Report by Julia Pastor, in Madrid | FCC has obtained €178 million in the first nine months of 2011, which means a 6,9% less than in in the same period of 2010, according to a Friday’s company press release. Nevertheless, FCC’s internationalisation process, with a growing income from foreign markets of almost 9,9% reaching €4.309 billion, represents a milestone in FCC’s 100 years history: for the first time, income coming from foreign markets stands at 51% and so exceeds that obtained in Spain. Along with these results, the company’s order backlog in foreign countries rose by 11% reaching to €5.081 billion. This figure means that three out of four contracts come from the international activity.
FCC’s sales in foreing markets are held mainly in Europe, which represents about 86% over the total, while the remaining 14% is distributed among the US (2,9%), LatinAmerica (6,6%), and a group of Asian and African countries (4,7%).
On the other hand, the company’s net financial debt fell by 10,6% yearly to €7.786 billion. The figure, which is almost similar to the one achieved in 2010, December 31, remains close to FCC’s goals.
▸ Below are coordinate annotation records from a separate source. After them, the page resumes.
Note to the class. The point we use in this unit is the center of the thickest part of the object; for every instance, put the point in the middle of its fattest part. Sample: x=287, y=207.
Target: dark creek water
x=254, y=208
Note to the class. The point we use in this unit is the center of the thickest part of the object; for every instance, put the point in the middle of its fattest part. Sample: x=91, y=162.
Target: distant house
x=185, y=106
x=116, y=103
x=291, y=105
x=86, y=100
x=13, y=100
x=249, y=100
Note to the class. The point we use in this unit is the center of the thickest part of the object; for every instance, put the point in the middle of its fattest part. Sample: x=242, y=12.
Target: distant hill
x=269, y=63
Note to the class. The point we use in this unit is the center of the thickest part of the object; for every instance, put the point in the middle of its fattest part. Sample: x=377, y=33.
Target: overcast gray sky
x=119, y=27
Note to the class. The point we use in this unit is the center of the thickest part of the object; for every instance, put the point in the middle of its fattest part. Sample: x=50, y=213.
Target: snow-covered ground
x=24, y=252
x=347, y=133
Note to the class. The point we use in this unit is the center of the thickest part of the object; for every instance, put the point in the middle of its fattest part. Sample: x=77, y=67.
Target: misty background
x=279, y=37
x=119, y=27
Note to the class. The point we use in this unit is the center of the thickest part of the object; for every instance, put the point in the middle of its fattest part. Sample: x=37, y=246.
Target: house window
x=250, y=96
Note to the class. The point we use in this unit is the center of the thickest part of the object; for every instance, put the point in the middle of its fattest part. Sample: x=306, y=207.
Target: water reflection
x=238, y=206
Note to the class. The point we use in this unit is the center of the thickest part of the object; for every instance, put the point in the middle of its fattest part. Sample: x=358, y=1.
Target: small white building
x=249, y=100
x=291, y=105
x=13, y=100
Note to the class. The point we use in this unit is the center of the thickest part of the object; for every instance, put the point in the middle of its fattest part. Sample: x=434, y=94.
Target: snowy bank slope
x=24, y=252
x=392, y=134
This debt reduction is due to the fact that energy assets and liabilities and cement-related activities in the US (through the subsidiary Giant) have been described as ‘suspended activities’ in the firm’s consolidated financial statement, as well as included as assets and liabilities for sale.
Baldomero Falcones, FCC’s president and CEO, considers that
“the results reflect the strategic bet on internationalisation, financial stability and efficiency.”